May 12th, 2013 — 6:18pm
****
The Great Gatsby-rm– When a film comes out with a hundred million dollar budget and is based on  one of the great novels of the 20th century, plus it has Leonardo DiCaprio (and also has a 3D version –which we didn’t see), there are too many expectations to live up to. Putting all this aside, there is a very intriguing storyline (thank you Mr. F. Scott Fitzgerald, as well as director and co screen writer Baz Luhrmann (who also directed  Moulin Rouge). Jay Gatsby (DiCaprio)  is offered to us as a combination  of an obsessed,  eternal optimist, somewhat unbalanced and a tragic figure. The object of this intriguing and complicated figure’s attention is another man’s wife and that is Daisey Buchanan (Carrie Mulligan). The other man is the truly very rich Tom Buchanan (Joel Edgerton) who has one of those thin mustaches which make a person look evil but he turns out to be much more multifaceted. Then there is Nick Carraway (Tobey Maquire), the guy through whose eyes we are seeing the story and in fact has written it all down at the behest of his psychiatrist (Can’t forget to mention the importance of a shrink.) Maguire’s perplexed and concerned facial expression contrasts with the the range and intensity which DiCaprio emotes throughout the film. So where did this big budget go? Aside from perhaps in DiCaprio’s and the other all star cast’s pockets, it paid for the magnificent scenes of extravagant parties in the estates on the Hamptons in Long Island,  period costumes and  rich interiors, expensive  autos, realistic NYC skyline and bridges all of the 1920’s, all  perhaps a little overdone. Some of it must  have been CGI as there were probably hundreds if not 1000 artists listed in the credits. There was also a 3D version. One of us had the thought that this could have effectively been done as a much less expensive film noir version in black and white and still captured the drama and clever turnabouts in the plot. Interestingly, the music background was contemporary with lots of stuff by Jay Z rather than the jazz or flapper music of the 1920’s. In the end a lot of people are going to see this film, enjoy it and remember it. (2013)

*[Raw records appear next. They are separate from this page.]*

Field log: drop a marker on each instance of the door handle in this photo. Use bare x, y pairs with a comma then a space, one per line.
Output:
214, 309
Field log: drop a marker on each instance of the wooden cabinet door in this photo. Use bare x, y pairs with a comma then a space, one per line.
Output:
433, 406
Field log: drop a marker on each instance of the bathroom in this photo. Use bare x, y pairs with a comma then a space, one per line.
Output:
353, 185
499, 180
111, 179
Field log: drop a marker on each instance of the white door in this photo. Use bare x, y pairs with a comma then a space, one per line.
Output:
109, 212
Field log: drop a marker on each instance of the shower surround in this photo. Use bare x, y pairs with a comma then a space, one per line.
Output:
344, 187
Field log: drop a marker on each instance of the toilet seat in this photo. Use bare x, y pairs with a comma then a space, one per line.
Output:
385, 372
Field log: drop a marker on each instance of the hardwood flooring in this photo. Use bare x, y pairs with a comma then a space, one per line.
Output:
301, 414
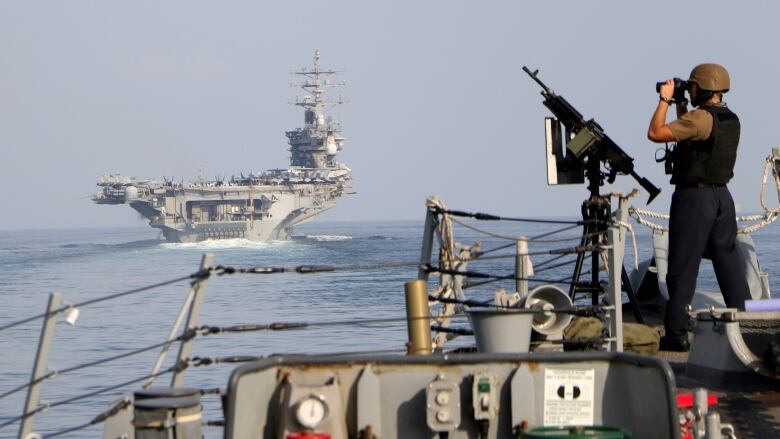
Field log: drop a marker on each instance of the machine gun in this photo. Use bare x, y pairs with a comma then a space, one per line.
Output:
586, 139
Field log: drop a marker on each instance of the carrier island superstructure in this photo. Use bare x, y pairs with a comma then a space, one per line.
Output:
262, 206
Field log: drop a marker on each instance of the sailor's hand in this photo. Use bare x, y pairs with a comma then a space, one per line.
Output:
667, 90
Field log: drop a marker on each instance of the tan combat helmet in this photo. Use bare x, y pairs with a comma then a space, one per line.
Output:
711, 77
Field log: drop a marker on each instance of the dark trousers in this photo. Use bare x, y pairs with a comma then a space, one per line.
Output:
702, 221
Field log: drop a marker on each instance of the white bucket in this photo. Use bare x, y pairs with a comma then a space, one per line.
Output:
501, 331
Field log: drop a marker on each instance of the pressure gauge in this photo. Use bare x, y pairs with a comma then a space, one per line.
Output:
311, 411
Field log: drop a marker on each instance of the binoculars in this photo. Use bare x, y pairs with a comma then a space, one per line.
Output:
680, 86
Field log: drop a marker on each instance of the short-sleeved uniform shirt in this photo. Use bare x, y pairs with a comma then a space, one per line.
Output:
694, 125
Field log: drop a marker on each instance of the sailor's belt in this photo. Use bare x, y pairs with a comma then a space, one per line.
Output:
692, 185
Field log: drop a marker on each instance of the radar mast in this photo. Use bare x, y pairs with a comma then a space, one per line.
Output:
316, 144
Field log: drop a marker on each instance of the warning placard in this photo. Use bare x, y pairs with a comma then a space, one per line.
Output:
568, 396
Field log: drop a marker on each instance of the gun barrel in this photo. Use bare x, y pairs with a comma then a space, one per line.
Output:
536, 78
647, 185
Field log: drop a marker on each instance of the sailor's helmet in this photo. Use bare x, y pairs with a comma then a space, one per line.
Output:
711, 77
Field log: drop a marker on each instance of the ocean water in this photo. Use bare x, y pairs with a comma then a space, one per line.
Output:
86, 264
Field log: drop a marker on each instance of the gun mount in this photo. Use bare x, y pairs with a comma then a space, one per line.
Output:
588, 146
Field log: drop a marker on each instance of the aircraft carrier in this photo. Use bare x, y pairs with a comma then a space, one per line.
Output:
262, 206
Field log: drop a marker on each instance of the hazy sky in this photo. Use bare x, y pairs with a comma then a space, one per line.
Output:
438, 101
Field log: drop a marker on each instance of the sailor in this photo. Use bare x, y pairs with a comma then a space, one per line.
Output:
702, 216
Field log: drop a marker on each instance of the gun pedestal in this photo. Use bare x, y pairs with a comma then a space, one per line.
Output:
596, 211
587, 146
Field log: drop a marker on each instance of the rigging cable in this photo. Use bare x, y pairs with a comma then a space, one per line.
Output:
197, 276
490, 217
52, 373
43, 407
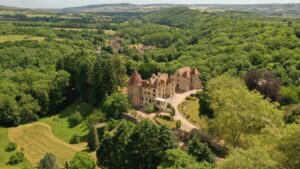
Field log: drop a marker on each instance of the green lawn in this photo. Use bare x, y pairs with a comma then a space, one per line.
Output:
60, 125
4, 156
190, 110
167, 123
13, 38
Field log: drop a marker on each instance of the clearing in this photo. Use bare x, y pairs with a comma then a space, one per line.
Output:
190, 110
60, 125
13, 38
36, 139
4, 156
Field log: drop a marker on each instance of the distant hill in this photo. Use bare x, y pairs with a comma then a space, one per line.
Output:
124, 7
267, 9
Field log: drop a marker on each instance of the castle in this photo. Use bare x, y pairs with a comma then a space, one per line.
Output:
161, 86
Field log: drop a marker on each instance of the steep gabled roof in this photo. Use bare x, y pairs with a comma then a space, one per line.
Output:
195, 72
135, 79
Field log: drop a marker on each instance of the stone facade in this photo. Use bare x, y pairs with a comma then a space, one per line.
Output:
161, 86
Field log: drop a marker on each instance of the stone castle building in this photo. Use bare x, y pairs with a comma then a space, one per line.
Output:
161, 86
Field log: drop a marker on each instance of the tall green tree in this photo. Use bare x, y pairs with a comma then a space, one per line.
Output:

Comment » | 4 Stars, Drama, Romance
June 5th, 2011 — 6:43am
***
Midnight In Paris rm-  The movie opens with a couple of minutes of various beautiful scenes throughout Paris which made us both independently feel that we are ready for a return trip to the city of lights. Woody Allen wrote and directed the film. You can not help but feel that it is Allen speaking through the main character who is Gil Pender(Owen Wilson), a disenchanted Hollywood screenwriter, who is working on his first novel and is visiting Paris with his fiancée (Rachel McAdams) and her parents (Kurt Fuller and Mimi Kennedy). Gil is enchanted with Paris and would like to live there for awhile but his fiancée thinks that is a foolish idea. She would prefer to go sightseeing with Carol and Paul, good friends who just happened to be also visiting Paris. Paul  is a know-it-all (wonderfully played by Michael Sheen) who has the intellectual connection to Paris as compared the emotional attachment which Gil has formed with this city. Paul has the audacity to debate some historical facts with a museum guide who interestingly enough is played by Carla Bruni, well known singer, model and wife of the President of France. Whereas Gil after a few drinks and some wondering the streets of Paris at night is offered a ride by some party going people in what appears to be a 1920s Peugeot Limousine. He finds himself whisked to late night parties where he meets F. Scott and Zelda Fitzgerald, Ernest Hemingway, Pablo Picasso, Alice Toklas, Salvatore Dali and other illustrious persons of Paris of this bygone era. He returns on succeeding evenings where he was picked up to visit to the Paris of old. He even gets Gertrude Stein (Kathy Bates) to read the novel he is writing. He becomes enamored with the mistress of Picasso who prefers to be taken even further back in time as she yearns to be in the Paris of the renaissance. It is then that Gil realize that that it is human nature to want to be back in the good old days and that we never recognize that we all have to live our lives in the present. So maybe after all these years Woody Allen has had a successful psychoanalysis. The result is a very charming, “feel-good†enjoyable movie.